好奇心だけで、そう問うた。柚子さんは何も言わずに、ただ少しだけ、悪戯っぽい顔で笑っただけだった。

「……個人的には、伊作くんは忍者に向いてると思うけどね」

そう言って顔を上げた柚子さんにつられて視線を動かすと、ふっと自分がいる穴の中に影が差した。
これまた見なれた影法師が、覗き込むような体勢で自分を呼んだ。

「伊作、柚子さんに言われて縄持ってきたぞ。お前また綾部の穴に落ちてたのか」
「あ、あははは……すまない留三郎」

肩に縄をかけた留三郎が、いつもの呆れたような笑顔でこちらを見、そして縄を下ろしてくれた。
縄を握り、十尺はあるであろう落とし穴の壁を登る。最後は手を伸ばしてくれた柚子さんと留三郎に引き上げられて、伊作はようやく穴の中から這い出た。慣れた手つきで服の土埃を落としながら、引き上げてくれた二人に礼を言う。

落ちてから四半刻も経っていないというのに、日は傾き、冬の空は赤く色づきはじめていた。
また貴重な午後を穴の中で浪費してしまった。薬草園に行く途中だったし、今日はやらなきゃいけないこともまだ沢山あるのに。
無意識に零れた溜息を柚子さんに聴かれてしまったらしい。彼女は伊作の背中をとんと叩くと、さっき落とした(穴の脇に落ちていたのだろう)笊を手にひらひらさせて「薬草園でしょ。手伝うよ」と言った。

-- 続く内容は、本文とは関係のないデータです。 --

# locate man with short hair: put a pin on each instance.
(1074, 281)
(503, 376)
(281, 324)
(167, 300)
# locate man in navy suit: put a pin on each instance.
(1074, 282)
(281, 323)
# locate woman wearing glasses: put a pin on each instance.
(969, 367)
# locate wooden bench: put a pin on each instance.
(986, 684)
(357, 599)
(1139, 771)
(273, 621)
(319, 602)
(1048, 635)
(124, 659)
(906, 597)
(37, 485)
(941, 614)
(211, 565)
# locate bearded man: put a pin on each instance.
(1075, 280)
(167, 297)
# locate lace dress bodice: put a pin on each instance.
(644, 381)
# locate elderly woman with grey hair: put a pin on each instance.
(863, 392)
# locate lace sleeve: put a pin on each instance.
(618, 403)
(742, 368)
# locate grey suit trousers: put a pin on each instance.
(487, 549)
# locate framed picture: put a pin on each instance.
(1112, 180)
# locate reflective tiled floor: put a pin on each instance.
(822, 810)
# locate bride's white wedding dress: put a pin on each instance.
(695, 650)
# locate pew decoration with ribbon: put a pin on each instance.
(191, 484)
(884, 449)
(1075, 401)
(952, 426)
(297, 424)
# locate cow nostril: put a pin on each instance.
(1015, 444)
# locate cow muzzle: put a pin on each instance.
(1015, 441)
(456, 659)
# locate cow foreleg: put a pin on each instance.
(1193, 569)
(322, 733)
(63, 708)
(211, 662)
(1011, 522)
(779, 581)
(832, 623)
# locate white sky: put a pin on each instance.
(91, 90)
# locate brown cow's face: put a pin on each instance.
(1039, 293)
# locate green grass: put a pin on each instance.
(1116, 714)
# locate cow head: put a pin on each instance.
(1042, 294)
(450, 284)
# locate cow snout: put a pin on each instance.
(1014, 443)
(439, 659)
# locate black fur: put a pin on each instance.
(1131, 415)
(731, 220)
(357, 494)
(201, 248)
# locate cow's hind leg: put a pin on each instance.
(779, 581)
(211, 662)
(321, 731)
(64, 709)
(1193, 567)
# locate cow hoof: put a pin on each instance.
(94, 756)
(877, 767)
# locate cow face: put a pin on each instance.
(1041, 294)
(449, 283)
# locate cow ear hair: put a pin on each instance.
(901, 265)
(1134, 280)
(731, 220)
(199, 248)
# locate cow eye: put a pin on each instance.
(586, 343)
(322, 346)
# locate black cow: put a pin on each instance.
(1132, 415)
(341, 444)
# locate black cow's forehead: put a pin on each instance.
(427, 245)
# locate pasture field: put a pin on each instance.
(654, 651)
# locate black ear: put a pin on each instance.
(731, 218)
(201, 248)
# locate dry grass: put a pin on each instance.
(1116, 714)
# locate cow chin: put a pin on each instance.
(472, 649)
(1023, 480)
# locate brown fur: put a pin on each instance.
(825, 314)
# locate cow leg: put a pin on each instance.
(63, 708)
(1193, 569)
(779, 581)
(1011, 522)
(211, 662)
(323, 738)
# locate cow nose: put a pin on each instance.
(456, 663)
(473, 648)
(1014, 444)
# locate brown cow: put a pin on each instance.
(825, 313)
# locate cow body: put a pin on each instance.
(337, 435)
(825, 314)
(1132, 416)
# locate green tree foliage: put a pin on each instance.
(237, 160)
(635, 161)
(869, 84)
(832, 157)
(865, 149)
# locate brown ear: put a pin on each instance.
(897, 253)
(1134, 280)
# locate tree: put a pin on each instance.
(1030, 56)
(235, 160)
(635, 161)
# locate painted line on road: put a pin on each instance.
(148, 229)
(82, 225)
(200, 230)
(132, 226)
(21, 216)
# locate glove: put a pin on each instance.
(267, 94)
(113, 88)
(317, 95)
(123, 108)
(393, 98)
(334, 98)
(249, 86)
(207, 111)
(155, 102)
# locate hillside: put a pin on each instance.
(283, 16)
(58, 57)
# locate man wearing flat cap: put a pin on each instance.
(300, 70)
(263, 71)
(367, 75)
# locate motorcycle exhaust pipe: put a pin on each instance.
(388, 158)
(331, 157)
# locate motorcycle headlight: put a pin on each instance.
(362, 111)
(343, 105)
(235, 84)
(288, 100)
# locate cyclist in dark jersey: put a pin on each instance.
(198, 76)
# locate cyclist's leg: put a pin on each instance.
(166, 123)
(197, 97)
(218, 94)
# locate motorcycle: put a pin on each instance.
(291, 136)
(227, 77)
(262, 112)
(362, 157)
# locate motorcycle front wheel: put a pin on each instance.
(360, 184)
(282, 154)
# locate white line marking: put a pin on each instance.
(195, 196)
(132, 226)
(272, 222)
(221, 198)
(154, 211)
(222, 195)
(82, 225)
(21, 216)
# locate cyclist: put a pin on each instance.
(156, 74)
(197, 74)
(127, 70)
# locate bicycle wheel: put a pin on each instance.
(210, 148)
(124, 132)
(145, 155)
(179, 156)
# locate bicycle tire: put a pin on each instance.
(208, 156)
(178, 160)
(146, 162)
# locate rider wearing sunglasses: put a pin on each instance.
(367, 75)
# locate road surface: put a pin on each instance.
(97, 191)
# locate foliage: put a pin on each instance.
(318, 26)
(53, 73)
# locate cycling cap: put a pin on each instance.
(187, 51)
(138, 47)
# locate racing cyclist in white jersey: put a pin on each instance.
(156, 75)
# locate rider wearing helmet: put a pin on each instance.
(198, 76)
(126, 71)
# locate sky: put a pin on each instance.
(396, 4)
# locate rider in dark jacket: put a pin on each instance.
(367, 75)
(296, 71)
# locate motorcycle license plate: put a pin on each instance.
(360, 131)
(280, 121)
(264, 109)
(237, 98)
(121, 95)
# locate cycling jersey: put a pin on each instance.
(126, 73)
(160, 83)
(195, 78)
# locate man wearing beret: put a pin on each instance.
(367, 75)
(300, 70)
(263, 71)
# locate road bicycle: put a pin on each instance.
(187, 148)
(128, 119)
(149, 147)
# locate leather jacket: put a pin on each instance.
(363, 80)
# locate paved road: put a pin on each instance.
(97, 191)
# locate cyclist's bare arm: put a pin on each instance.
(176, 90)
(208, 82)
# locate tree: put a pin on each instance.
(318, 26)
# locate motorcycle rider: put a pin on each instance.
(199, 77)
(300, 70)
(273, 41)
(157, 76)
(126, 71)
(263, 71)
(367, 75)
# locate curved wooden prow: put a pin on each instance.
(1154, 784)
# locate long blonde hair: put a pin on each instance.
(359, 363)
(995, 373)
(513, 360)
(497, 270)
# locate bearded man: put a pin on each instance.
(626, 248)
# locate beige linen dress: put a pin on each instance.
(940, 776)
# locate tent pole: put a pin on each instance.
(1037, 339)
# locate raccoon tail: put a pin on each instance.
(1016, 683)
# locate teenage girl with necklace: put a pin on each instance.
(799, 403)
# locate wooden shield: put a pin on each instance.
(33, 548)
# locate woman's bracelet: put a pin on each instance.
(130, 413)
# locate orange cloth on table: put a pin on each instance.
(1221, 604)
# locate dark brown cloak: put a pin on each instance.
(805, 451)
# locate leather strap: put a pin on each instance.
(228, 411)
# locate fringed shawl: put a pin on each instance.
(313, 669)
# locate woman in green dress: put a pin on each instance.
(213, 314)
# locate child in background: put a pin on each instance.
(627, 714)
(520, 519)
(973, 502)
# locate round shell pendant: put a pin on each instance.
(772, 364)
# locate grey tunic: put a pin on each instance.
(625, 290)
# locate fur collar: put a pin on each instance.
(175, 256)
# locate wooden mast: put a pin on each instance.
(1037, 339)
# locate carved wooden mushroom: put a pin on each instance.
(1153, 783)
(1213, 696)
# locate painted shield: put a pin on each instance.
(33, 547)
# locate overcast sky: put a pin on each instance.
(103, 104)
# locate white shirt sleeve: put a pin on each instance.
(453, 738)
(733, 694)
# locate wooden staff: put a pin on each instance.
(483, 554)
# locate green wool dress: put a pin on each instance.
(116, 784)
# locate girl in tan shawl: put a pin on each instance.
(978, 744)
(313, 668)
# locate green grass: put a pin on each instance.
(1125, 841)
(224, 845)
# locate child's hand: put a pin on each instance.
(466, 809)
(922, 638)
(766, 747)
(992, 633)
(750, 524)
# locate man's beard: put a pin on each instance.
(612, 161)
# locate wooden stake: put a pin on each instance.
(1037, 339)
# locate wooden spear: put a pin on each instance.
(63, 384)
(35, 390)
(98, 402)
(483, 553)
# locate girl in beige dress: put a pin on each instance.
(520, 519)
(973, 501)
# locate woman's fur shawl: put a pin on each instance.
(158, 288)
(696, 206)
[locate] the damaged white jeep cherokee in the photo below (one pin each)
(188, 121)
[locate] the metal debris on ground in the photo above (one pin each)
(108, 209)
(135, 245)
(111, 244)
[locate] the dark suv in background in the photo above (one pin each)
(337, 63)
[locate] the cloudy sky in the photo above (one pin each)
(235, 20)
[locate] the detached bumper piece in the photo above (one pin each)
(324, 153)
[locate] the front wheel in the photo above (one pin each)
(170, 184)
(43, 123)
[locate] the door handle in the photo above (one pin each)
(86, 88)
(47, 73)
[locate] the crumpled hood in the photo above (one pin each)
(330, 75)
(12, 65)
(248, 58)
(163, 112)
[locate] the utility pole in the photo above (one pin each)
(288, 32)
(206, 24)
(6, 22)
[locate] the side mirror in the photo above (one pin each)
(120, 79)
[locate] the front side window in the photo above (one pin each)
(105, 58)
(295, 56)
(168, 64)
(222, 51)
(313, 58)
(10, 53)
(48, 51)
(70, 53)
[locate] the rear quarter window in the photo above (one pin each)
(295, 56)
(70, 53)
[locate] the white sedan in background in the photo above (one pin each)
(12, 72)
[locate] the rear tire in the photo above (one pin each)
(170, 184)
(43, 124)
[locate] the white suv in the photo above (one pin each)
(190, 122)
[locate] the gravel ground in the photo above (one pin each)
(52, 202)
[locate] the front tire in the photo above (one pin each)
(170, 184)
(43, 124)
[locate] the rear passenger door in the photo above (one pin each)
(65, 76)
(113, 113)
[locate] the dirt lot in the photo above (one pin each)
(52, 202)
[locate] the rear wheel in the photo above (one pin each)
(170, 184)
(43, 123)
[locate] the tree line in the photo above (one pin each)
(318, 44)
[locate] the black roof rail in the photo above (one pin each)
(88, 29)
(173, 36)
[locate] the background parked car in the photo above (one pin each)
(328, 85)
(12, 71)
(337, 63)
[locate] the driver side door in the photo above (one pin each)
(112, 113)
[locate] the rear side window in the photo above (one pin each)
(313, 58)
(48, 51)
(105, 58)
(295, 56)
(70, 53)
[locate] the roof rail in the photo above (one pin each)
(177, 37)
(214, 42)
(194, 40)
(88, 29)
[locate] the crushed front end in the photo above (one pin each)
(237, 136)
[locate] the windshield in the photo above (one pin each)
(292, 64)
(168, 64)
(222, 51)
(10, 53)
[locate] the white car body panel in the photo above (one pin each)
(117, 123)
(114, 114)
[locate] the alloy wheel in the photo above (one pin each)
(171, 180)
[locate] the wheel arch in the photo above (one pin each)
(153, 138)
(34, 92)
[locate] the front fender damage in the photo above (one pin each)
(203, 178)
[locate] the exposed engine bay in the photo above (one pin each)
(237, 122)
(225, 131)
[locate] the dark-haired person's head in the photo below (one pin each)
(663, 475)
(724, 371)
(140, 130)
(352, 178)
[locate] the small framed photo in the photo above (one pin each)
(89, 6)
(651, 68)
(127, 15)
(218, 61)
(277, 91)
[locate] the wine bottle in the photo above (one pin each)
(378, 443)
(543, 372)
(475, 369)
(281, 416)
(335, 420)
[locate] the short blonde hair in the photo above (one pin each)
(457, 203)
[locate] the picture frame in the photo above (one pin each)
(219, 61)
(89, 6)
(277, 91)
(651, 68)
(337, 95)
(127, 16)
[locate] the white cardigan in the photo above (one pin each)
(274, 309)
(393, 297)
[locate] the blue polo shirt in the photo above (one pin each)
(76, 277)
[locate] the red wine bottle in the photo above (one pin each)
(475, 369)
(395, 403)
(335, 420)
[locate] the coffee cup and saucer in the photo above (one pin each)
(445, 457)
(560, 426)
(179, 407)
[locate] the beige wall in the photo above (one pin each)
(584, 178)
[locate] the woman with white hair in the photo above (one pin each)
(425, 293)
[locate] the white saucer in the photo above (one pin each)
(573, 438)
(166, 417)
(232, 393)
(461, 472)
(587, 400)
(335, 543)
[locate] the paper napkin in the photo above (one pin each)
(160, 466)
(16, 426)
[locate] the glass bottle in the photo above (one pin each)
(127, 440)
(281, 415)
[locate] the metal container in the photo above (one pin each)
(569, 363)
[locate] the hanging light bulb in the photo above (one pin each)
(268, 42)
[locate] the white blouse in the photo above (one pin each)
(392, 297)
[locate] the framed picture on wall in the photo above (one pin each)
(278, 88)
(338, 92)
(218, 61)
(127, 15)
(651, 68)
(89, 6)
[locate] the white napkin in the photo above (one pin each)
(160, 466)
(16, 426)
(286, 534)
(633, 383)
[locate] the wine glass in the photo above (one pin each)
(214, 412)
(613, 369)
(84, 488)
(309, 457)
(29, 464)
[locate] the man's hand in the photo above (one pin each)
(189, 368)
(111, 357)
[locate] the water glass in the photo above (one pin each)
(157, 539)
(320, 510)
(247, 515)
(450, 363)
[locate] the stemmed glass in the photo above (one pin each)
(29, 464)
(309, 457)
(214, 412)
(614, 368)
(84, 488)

縄を片付けに行くという留三郎を見送って、先に歩き出していた柚子さんの背中を追う。長い髪が揺れるその背中を見て、ふと、先程湧いた疑問を思い出した。
一瞬迷って、けれど好奇心には勝てず、僕はその疑問を声に出す。

「柚子さんは、何故薬師に?」

振り返った彼女と目が合う。予想外に真っ直ぐ見つめられて、一瞬ドキリとした。
不思議なのだが、六年修行した身でも、一般人である彼女の感情がまるで読めない時がある。やっぱり向いてないのかな、頭の端でそう考えた時、柚子さんは小さく頭を振ってこう言った。

「幻滅されちゃいそうだから、内緒」

不思議とその笑顔が、彼女もよく知る一年生の彼と重なった気がした。